En ese contexto, del Fundamento Jurídico III.1 de este fallo constitucional; se tiene que, en cumplimiento y resguardo de los derechos fundamentales, frente a la posible lesión de terceras personas, el Estado debe contemplar en su ordenamiento jurídico mecanismos que posibiliten una protección efectiva frente a acciones que vayan en contra de los justiciables. De ese modo la protección de derechos de manera horizontal o entre privados se hace importante para la consolidación de un Estado Constitucional de Derecho; conforme a lo señalado, el particular tiene el deber de respetar los derechos de terceros, de ese modo abstenerse a conculcar los derechos por mano propia o alejándose de lo que determina la Ley. En los casos en los que se advierte una lesión de derechos por parte de particulares, se hace viable la inaplicabilidad de la subsidiariedad excepcional, en especial cuando concurren medidas de hecho; por lo cual, la presunta víctima de la lesión de sus derechos podrá acudir de manera directa a la jurisdicción constitucional para hacer valer sus derechos frente a un Juez de garantías, máxime si en el presente caso las víctimas son menores de edad y al ser parte de un grupo vulnerable merecen una protección reforzada; en el presente caso, conforme lo anotado precedentemente los demandados, no podían efectuar tales acciones en desmedro del acceso de los servicios básicos de la familia de los accionantes y de ellos mismos peor aún afectar el acceso a su departamento generando un riesgo inminente en la seguridad de los menores que podría desencadenar en una afectación a la vida, con su acción ocasionaron una lesión en los derechos de los impetrantes de tutela que corresponde sin mayores tramites atender.

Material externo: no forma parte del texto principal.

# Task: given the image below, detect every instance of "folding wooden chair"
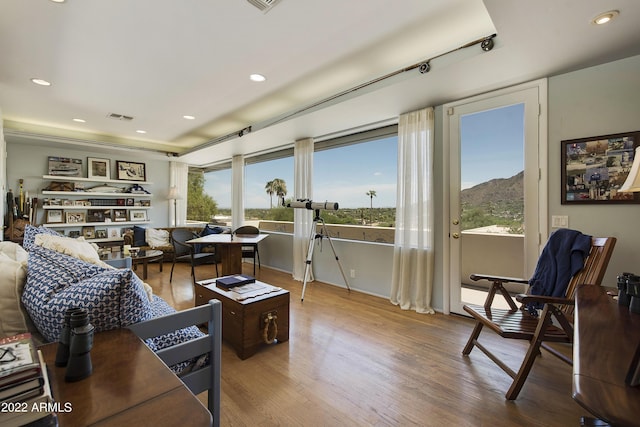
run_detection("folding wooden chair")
[462,237,616,400]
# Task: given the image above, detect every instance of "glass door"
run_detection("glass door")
[446,87,546,313]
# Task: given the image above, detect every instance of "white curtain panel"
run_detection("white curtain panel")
[293,138,313,281]
[231,155,244,230]
[390,107,434,314]
[169,162,189,226]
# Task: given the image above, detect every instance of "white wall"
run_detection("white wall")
[0,110,7,240]
[3,139,175,227]
[2,56,640,309]
[549,56,640,286]
[260,232,393,298]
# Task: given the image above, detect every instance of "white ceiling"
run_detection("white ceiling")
[0,0,640,165]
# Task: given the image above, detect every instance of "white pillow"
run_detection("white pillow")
[0,248,29,338]
[34,234,111,268]
[144,228,171,248]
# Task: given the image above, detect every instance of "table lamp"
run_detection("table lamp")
[618,147,640,314]
[167,185,182,227]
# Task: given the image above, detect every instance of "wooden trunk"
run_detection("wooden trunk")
[194,280,289,360]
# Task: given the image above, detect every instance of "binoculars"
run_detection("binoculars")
[618,273,640,314]
[55,307,94,382]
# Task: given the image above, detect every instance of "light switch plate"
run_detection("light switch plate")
[551,215,569,228]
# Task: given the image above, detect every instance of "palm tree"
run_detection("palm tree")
[367,190,376,224]
[272,178,287,206]
[264,181,275,209]
[264,178,287,208]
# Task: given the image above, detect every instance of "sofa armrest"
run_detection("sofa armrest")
[122,231,133,246]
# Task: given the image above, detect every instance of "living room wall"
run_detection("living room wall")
[7,139,170,227]
[549,56,640,286]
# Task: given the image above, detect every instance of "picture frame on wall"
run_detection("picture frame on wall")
[87,157,111,180]
[560,131,640,205]
[48,156,82,176]
[116,160,147,181]
[65,212,86,224]
[129,210,147,221]
[82,225,96,239]
[87,209,105,222]
[113,209,127,222]
[47,209,64,224]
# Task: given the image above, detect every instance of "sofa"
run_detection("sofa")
[0,226,203,374]
[123,224,231,262]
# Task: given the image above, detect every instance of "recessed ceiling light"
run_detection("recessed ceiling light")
[249,74,267,82]
[31,78,51,86]
[591,10,620,25]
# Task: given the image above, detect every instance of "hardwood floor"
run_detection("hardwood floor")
[142,264,588,426]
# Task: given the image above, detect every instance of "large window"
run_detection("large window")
[190,125,398,237]
[313,126,398,227]
[244,156,293,222]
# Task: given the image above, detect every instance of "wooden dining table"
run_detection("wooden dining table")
[186,233,269,276]
[40,328,213,427]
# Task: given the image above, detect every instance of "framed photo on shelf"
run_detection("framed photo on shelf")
[49,156,82,176]
[82,225,96,239]
[65,212,86,224]
[47,209,64,224]
[113,209,127,222]
[129,210,147,221]
[116,160,147,181]
[87,209,111,222]
[560,131,640,205]
[87,157,111,179]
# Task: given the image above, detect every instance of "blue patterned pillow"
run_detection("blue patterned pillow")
[22,225,62,251]
[22,246,152,341]
[145,295,207,375]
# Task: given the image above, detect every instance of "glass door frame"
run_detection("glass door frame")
[442,79,548,314]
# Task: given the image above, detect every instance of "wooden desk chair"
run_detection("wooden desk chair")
[128,299,222,427]
[169,228,218,283]
[233,225,260,276]
[462,237,616,400]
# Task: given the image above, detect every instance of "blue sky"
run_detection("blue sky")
[460,104,524,189]
[205,104,524,209]
[205,138,397,209]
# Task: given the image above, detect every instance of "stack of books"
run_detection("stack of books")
[216,274,256,290]
[0,333,57,426]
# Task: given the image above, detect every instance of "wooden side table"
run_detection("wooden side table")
[573,285,640,426]
[40,329,213,427]
[194,279,289,360]
[131,249,164,279]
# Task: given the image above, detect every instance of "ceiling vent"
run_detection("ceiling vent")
[247,0,280,13]
[107,113,133,122]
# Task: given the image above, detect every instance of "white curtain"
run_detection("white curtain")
[391,108,434,313]
[231,155,244,229]
[169,161,189,226]
[293,138,313,281]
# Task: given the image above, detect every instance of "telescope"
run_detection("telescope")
[285,199,338,211]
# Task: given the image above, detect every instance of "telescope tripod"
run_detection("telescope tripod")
[300,209,351,302]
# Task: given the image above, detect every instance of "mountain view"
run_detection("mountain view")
[460,171,524,234]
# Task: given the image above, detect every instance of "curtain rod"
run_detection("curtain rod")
[178,33,497,156]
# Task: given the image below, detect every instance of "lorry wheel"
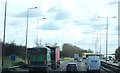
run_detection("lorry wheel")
[47,67,51,73]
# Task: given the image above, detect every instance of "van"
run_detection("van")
[87,56,101,73]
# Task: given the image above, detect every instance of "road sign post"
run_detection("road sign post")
[11,55,16,65]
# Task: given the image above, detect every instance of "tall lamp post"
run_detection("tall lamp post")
[98,16,116,64]
[36,18,46,46]
[2,0,7,66]
[25,7,37,62]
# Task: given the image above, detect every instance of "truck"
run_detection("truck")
[87,56,101,73]
[74,54,79,60]
[27,46,51,73]
[46,46,60,70]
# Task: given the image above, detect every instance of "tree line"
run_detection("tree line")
[1,42,93,60]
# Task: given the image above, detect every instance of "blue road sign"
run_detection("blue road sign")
[11,55,15,61]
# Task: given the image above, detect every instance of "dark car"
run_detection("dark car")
[113,60,118,63]
[66,63,78,71]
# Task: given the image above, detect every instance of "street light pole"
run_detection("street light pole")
[36,18,46,46]
[2,0,7,66]
[98,16,116,64]
[25,7,37,62]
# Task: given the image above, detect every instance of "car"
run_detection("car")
[87,56,101,73]
[113,60,118,63]
[77,58,83,62]
[66,63,78,72]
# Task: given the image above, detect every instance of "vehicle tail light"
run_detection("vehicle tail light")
[66,65,68,68]
[28,60,31,65]
[44,60,46,65]
[52,62,54,64]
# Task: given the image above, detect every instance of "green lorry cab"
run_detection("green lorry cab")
[28,46,51,72]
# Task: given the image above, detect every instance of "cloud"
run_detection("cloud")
[8,19,26,27]
[41,21,61,30]
[47,6,61,12]
[108,1,118,5]
[10,9,43,18]
[55,11,70,20]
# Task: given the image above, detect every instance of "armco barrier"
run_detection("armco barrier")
[101,61,120,73]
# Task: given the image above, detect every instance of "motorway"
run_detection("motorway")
[8,60,107,73]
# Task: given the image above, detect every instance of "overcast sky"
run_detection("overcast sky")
[0,0,118,53]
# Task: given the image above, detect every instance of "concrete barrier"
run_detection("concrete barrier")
[118,62,120,67]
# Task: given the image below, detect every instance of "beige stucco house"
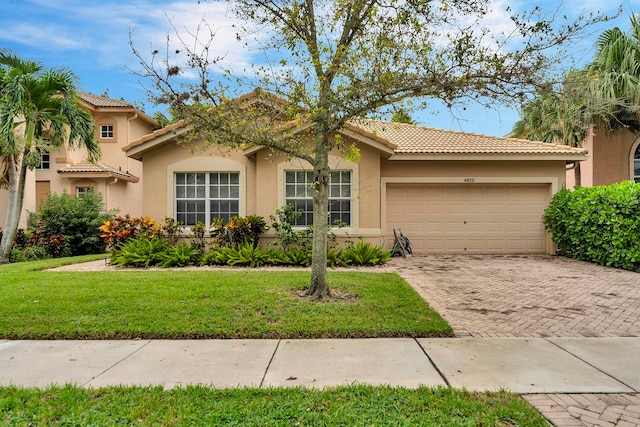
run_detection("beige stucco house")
[124,93,586,253]
[567,128,640,188]
[0,93,158,227]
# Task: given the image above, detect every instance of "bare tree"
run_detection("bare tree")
[131,0,606,299]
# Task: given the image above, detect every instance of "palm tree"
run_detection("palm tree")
[0,49,100,264]
[584,15,640,133]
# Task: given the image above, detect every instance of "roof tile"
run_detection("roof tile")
[80,92,135,108]
[58,162,135,178]
[351,119,585,155]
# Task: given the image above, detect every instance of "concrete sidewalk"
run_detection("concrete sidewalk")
[0,338,640,394]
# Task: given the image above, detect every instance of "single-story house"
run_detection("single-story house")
[567,128,640,188]
[124,92,587,253]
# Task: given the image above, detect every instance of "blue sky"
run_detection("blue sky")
[0,0,640,136]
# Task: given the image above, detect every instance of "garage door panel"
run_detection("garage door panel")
[387,184,550,253]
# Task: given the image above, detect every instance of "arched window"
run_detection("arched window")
[633,144,640,182]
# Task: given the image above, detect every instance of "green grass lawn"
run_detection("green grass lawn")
[0,385,548,426]
[0,257,452,339]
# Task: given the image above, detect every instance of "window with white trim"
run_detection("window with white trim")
[175,172,240,226]
[284,170,351,226]
[633,144,640,183]
[36,148,51,170]
[100,125,113,139]
[76,187,93,197]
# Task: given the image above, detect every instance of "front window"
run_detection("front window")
[100,125,113,139]
[76,187,93,197]
[285,171,351,226]
[633,144,640,183]
[36,148,51,170]
[175,172,240,226]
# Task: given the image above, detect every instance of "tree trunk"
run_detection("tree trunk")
[0,154,27,264]
[306,134,331,300]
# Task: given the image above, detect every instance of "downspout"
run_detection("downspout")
[125,113,138,171]
[104,178,119,210]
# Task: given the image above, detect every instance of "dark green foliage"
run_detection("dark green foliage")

Por otro lado, teniendo en cuenta que el art. 19 de la CPE, dispone que, “Toda persona tiene derecho a un hábitat y vivienda adecuada, que dignifiquen la vida familiar y comunitaria”, los propietarios del inmueble otorgado en anticrético, no debieron ocasionar daños en los accesos comunes a los departamentos de los impetrantes de tutela, lo cual como se dijo antes podría provocar lesiones y hasta un posible deceso como el que fue denunciado en esta acción tutelar, más aun si se trata de un grupo de atención prioritaria como son las niñas, niños y adolescentes, que deben ser tomados con mucha más atención, pues al no tener capacidad para poder hacer cumplir los derechos mismos, son los padres o el Estado quienes tienen que abogar por que se cumplan los mismos, pues son un grupo vulnerable, y conforme señala la jurisprudencia constitucional un grupo de atención prioritaria con relevancia en la protección inmediata de sus derechos fundamentales (Fundamento Jurídico III.4).
En consideración del Fundamento Jurídico III.2 de este fallo constitucional, el derecho a la vida, por su especial importancia en cuanto a su resguardo pronto y oportuno, manteniendo en lo principal las previsiones respecto del trámite de la medida constitucional, al constituirse en un derecho consustancia de otros derechos fundamentales, no solo debe exigir del Estado una política criminal que sanciones acciones que vayan en contra de la vida, sino también que los Estados adopten medidas preventivas que puedan precautelar la posible sino de este derecho, o aquellos que por conexitud pudieran verse afectados como el derecho a la salud y la integridad fisca. En el presente caso, conforme se tiene de las acciones denunciadas en contra de los demandados, se puede establecer que éstos, generaron en los accionantes y sus familias una situación de peligro que bien podría derivar en una lesión del derecho a la salud, integridad física incluso la muerte; por lo cual, corresponde conceder la tutela impetrada.
En consecuencia, la Jueza de garantías, al conceder la tutela impetrada, obró de manera correcta.